El joven se veía mejor que durante el viaje; curioseaba entre los alquimistas y científicos, fascinado por el equipo anti-podredumbre, las medicinas y ungüentos. Tenía un brillo renovado en sus ojos y no sabría decir si había recuperado su inocencia o decidido ahogar su dolor con una máscara de falsa alegría.
— Pareces haber recobrado el color, ¿es así? —inquirió Vidal con una mirada penetrante.
— En efecto. Es gracias a su bondad que me encuentro en mejor estado... Mi más sincero agradecimiento por su compasión, señor Vidal.
— Demuestras una fortaleza admirable, muchacho...
— Me llamo Víctor.
— ¿Víctor, dices?
— ¿Y tu apellido?
— He renunciado a mi apellido, señor. Aquella vida ya no me define... Anhelo un nuevo comienzo, y solo cuando haya contribuido a la salvación de todos, me sentiré digno de llevar nuevamente mi apellido con honor.
— Entonces, Víctor, ¿estás listo para dejar atrás el pasado y enfrentar lo que viene? —preguntó Vidal con un tono que denotaba tanto seriedad como esperanza.
— Sí, señor Vidal. No hay vuelta atrás para mí. El futuro es incierto, pero mi determinación es firme. —respondió Víctor, con una mezcla de resolución y una pizca de melancolía en su voz.
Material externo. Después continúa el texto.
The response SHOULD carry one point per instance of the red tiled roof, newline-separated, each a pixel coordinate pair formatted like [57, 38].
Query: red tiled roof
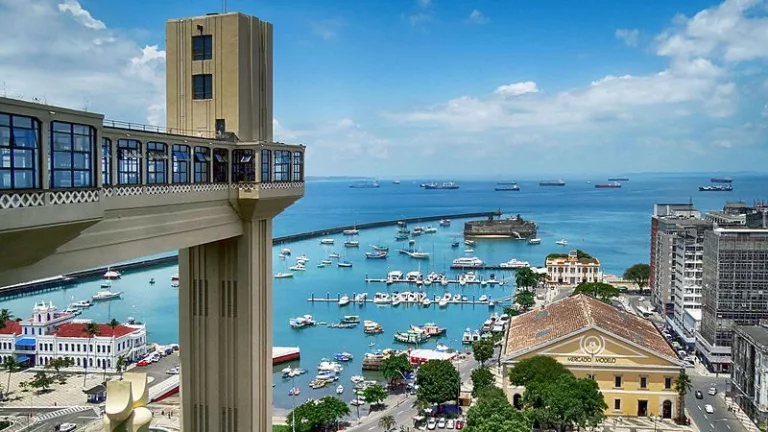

— Bien dicho, joven Víctor. El camino que elegimos no siempre es fácil, pero es la valentía en el corazón lo que nos define. —Vidal, posó su mano sobre el hombro de Víctor en un gesto de apoyo.
— Gracias, señor. Con su guía, creo que podemos lograr lo imposible. —Víctor miró hacia el horizonte, donde la luz de la luna comenzaba a filtrarse a través de las nubes, prometiendo la llegada de un mejor futuro.